Having emerged somewhat sleepily from the post-EyeHateGod sonic landscape with their debut full-length in 2003, output from Ohio’s Rue has since remained fairly minimal, with a split with Alebaran in 2004 and an EP in 2008. The time Rue have spent on the touring circuit honing their miasmic, filthy craft is clearly evident on ‘Thorns’. It is an incredibly dense, dirty slab of fuzz, and the band sound pretty damn tight, Greg Cook’s drumming in particular. Rue’s greatest asset, however, is arguably vocalist Jeff Fahl. A myriad of vocal textures underlie the cacophony of chaos on Thorns – a schizophrenic slew of howls, snarls, death rattles, guttural roars and even a clean drawl that generate a consistent air of madness, sounding like Baron Samedi and his Vodun pals having a horrific collective panic attack and trying to rip each others’ heads off.
Unfortunately, the most memorable tracks on ‘Thorns’ are limited mostly to its first half. ‘Sadaver’ is the major highlight, showcasing Fahl’s groans over a number of roiling riffs, while shifting and flowing enough to keep the listener’s attention. Hell, it even has a brief melodic guitar solo that shines out of the thick gloom like a pinprick of daylight. ‘Broken Arms, Broken Wings’ is taut and restless, and ‘Brown’ even sports a catchy chorus. However, by its midsection the record begins to drag like an overweight bulldog. Though promising at the outset, the main riffs and melodies begin to bleed into one another, and any decipherable lyrics begin to border increasingly on the banal.

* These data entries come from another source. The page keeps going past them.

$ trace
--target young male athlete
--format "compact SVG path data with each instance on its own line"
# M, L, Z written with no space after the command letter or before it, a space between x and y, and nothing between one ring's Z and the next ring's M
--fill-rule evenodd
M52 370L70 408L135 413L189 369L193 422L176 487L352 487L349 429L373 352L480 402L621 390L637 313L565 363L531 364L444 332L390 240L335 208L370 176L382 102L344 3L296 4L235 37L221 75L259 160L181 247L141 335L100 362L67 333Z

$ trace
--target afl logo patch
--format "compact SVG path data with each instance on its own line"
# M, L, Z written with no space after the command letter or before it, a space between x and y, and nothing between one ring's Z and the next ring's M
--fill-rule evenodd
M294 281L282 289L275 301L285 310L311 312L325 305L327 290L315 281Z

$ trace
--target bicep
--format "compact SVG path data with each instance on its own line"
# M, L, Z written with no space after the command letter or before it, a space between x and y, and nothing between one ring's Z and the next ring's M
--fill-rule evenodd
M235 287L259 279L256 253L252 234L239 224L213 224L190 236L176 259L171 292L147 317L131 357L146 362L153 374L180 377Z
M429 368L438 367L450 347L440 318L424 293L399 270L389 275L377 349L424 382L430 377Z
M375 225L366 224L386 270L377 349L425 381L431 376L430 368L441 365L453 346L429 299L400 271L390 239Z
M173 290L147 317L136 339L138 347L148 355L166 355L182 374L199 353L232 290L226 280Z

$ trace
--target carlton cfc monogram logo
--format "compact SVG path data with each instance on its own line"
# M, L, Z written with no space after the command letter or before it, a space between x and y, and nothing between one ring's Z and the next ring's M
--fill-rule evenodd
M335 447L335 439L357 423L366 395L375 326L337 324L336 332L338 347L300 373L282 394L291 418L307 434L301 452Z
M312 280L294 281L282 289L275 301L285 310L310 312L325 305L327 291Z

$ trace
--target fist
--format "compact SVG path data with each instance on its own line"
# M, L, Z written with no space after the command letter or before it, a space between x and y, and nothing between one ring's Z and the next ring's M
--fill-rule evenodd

The greatest Achilles’ heel on ‘Thorns’ however, is that it just feels like we’ve heard it all before, and executed better. Like many other sludge bands, their influences are worn proudly, and the phantoms of bands including Kyuss and EyeHateGod linger just off the edge of view, occasionally creeping into focus with a certain riff or phrasing. Rue show potential, but on Thorns never quite find a streak of originality to raise them above the horde of bands jostling to flog the sludge subgenre’s weathered corpse. Only with the final full track ‘A Walk of Lies’ does the record pick up again with some attention-grabbing pace changes, but by then the attention has already wandered to other matters. By the time the bubbling sound of the outro’s reversed acoustic guitar appears, it feels like a relieved emergence from eternal burial in the seething mudslide that makes up Rue’s soundworld. Though with Fahl’s echoing spoken word beneath, it even manages to come off as a fairly poignant end to the journey.
Thus, although flawed, Thorns does indeed show glimmers of promise. Only time will tell if they can successfully forge beyond the known boundaries of sludge metal, or at least close enough. Hopefully it wont be another eight years in the making.